Encadré par des tambours vigoureux, les cuivres suivent le tempo avec une précision martiale. La place d’Amalienborg n’est qu’à un claquement de botte et sa forme octogonale ne va pas tarder à accueillir, comme une vieille amie, la Garde royale danoise. Tous les jours de la semaine, à midi, la relève de la garde ameute les touristes dans le centre de Copenhague. Sur le passage de ces coiffes noires duveteuses, les passant·es s’écartent, l’objectif pointé vers cette procession historique.

Les larges fenêtres du troisième étage du 15 Rosenborggade sont un tampon bien mince face à la clameur ambiante. Mais Ryan Sherman et Emil Asmussen ne l’entendent que d’une oreille distraite, leur attention dédiée toute entière à un écran d’ordinateur. La voix qui s’élève de la machine est indéfinissable, comme la dizaine d’autres qui l’a précédée dans les locaux de Virtue Nordic.

Crédits : Virtue Nordic/Facebook

Emil prend connaissance des résultats du dernier test. Sur les 4 600 répondants, 50 % ont affirmé ne pas pouvoir genrer cette voix mystérieuse, 26 % ont estimé qu’il s’agissait d’une voix masculine, tandis que 24 % lui ont assigné un genre féminin. Les deux hommes échangent un regard. Impossible d’en être encore certain·e, mais cette voix virtuelle non genrée pourrait être celle sur laquelle ils planchent depuis plusieurs mois.

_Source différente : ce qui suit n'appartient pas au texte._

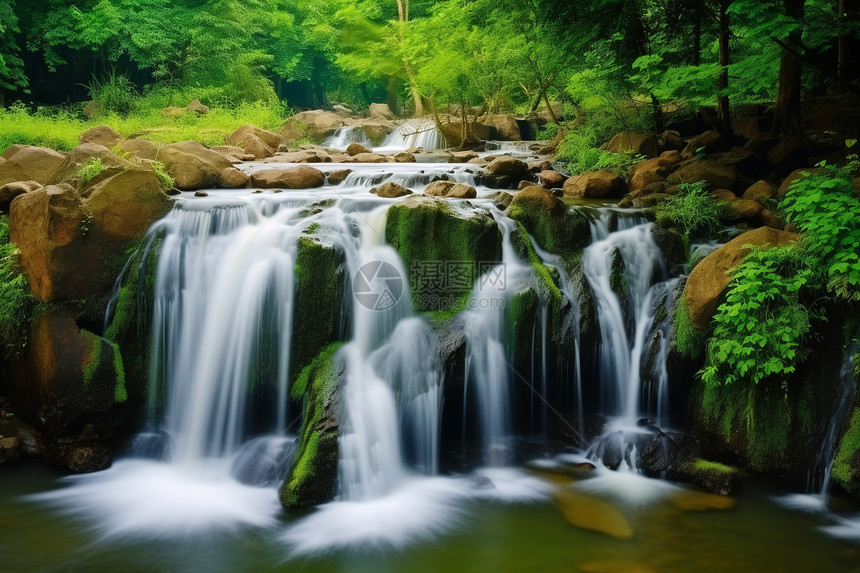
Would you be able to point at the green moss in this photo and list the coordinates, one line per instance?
(312, 477)
(846, 465)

Son nom librement inspiré du personnage de James Bond, Q est révélé·e au monde le 11 mars 2019, lors du festival technologique South By Southwest d’Austin, au Texas. Non-binaire, cette voix artificielle est un signe d’espoir pour ses concepteurs·rices.

153 hertz

À la fin de l’été 2018, Ryan Sherman – senior creative de Virtue Nordic, la division Europe du Nord de l’agence créative de Vice – et Emil Asmussen – son associate creative director – discutaient à bâtons rompus sur un balcon de la capitale danoise. Ils trouvaient étrange que toutes les voix proposées par les assistants vocaux comme Siri ou Alexa soient binaires, vu la place de plus en plus importante qu’ils occupent dans la vie des consommateurs. « Quand on a regardé à travers le monde, on a vu qu’une révolution était en marche et que beaucoup de pays avaient commencé à reconnaître un troisième genre », explique Emil depuis leurs bureaux de Copenhague.

En effet, ces dernières années, des pays comme l’Allemagne, l’Argentine ou l’Inde ont admis dans leur droit un troisième genre, également appelé genre neutre. « Cela nous semblait donc rétrograde que la technologie continue à genrer les robots, bien que les robots, par définition, ne le soient pas », poursuit Emil. Les deux hommes ont alors décidé d’apporter leur aide pour mettre fin aux biais sexistes et encourager « une plus grande inclusion dans la technologie des assistants vocaux » en faisant pression sur l’industrie de la tech.

Crédits : Virtue Nordic

Pour créer cette voix inédite, ils se sont entourés de linguistes, de technologues et de sound designers. Ils ont entre autres reçu de l’aide de chercheurs du collectif Equal AI, qui « encourage le développement d’une intelligence artificielle éthique ». Si le projet était ambitieux, le budget restait presque inexistant et tous·tes les contributeurs·rices s’y sont attelé·es bénévolement.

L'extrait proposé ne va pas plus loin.